We're Not So Sure You Should Rely on STL Global's (NSE:SGL) Statutory Earnings
Statistically speaking, it is less risky to invest in profitable companies than in unprofitable ones. Having said that, sometimes statutory profit levels are not a good guide to ongoing profitability, because some short term one-off factor has impacted profit levels. In this article, we'll look at how useful this year's statutory profit is, when analysing STL Global (NSE:SGL).
We like the fact that STL Global made a profit of ₹225.9m on its revenue of ₹716.1m, in the last year. The chart below shows how profit has actually increased over the last three years, even while revenue has declined.

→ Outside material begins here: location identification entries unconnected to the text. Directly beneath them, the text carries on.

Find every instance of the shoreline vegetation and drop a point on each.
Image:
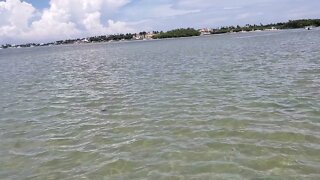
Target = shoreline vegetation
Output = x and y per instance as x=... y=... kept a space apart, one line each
x=177 y=33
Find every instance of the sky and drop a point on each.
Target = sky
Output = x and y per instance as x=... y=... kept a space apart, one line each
x=23 y=21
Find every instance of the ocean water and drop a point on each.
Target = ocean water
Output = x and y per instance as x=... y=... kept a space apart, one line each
x=233 y=106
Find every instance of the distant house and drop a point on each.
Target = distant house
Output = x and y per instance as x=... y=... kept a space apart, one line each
x=205 y=31
x=149 y=35
x=85 y=40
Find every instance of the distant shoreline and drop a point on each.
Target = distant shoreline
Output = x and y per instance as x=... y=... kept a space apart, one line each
x=308 y=24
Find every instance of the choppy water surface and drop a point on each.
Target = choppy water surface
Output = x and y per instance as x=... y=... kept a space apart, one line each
x=237 y=106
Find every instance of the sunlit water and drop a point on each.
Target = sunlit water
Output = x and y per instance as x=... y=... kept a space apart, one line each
x=234 y=106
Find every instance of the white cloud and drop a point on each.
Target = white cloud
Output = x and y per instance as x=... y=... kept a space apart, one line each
x=63 y=19
x=15 y=16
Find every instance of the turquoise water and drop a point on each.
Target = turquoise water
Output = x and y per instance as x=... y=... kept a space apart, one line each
x=234 y=106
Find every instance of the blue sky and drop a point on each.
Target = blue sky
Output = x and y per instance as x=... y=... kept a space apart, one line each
x=47 y=20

Check out our latest analysis for STL Global
Of course, when it comes to statutory profit, the devil is often in the detail, and we can get a better sense for a company by diving deeper into the financial statements. As a result, today we're going to take a closer look at STL Global's cashflow, and unusual items, with a view to understanding what these might tell us about its statutory profit. Note: we always recommend investors check balance sheet strength. Click here to be taken to our balance sheet analysis of STL Global.
Examining Cashflow Against STL Global's Earnings
As finance nerds would already know, the accrual ratio from cashflow is a key measure for assessing how well a company's free cash flow (FCF) matches its profit. To get the accrual ratio we first subtract FCF from profit for a period, and then divide that number by the average operating assets for the period. This ratio tells us how much of a company's profit is not backed by free cashflow.
As a result, a negative accrual ratio is a positive for the company, and a positive accrual ratio is a negative. That is not intended to imply we should worry about a positive accrual ratio, but it's worth noting where the accrual ratio is rather high. That's because some academic studies have suggested that high accruals ratios tend to lead to lower profit or less profit growth.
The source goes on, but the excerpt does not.